Speaking of official second languages, favourite books of 2009, and the to-read pile, I have been planning to try reading in French, just for a kick. As a Canadian, with many years of school French behind me, not to mention something of a moral obligation to be there in French, plus having mastered reading in Italian as an adult, I thought it would a suitable reading challenge. I found a couple of other readers interested in tryingThe Elegance of the Hedgehog by Muriel Barbery in the original French (l'Élegance du hérisson). I loved it in English, and it fits into the "possible to read" zone of a second language: not too hip, not too archaic, not too wordy, not too academic, not too long, and not too stupid. It's almost surprising what a small space this is. Ideally one would not re-read a book for this purpose, but on the other hand, it will probably help to have read it already in some of the tough spots.

I'll keep you posted. If you want to try too, let me know, and we'll talk.

Le souci se soucie de la difficulté de ce projet:
On a pris trop de manger?


  1. I was interested to see that you describe 'l'Élégance du hérisson' as not being wordy or academic. I thought that the English translation was both and I struggled to understand it in places.

    I was wondering if the wordiness was a translation problem. What do you think? Is it much simpler in its original French?

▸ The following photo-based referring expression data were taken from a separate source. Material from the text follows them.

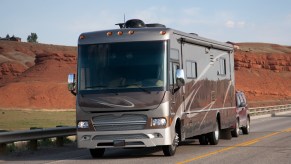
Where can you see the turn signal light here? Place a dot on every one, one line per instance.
(109, 33)
(130, 32)
(119, 33)
(82, 37)
(163, 32)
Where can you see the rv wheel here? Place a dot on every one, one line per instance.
(246, 129)
(169, 150)
(96, 153)
(203, 140)
(213, 137)
(235, 131)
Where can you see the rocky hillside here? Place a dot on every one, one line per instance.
(263, 71)
(35, 75)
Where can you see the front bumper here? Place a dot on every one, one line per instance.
(134, 138)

  2. I have yet to read it in French, but although the philosophy bits were slightly academic, that language is almost the same in English as it is in French, so it doesn't actually scare me.

    I would not call it wordy - it was quite short and even spare, I thought, rather than ornamented with words.

    I even think there is a relationship between the style of the book and the Japan-ophilia of the characters (not to mention that of the writer, who now lives in Japan). Beauty from cutting away distractions, plain-ness (maybe I should say simplicity) but not dullness. I love things Japanese too, and have even practiced a little of the modern ikebana to explore creating that effect.

    I will be getting the book and reading it in French soon. I'll be sure to report on that in my blog. Stay tuned.

  3. On just a little further thought, the words were interesting, and perhaps even challenging, but there were not too many of them. It is the too-many effect that I would consider wordiness, rather than the complexity of the individual words. Maybe that's also part of the explanation of why we seem to have judged it differently. That's why ikebana is beautiful (according to me), just a few flowers, but in a radical shape.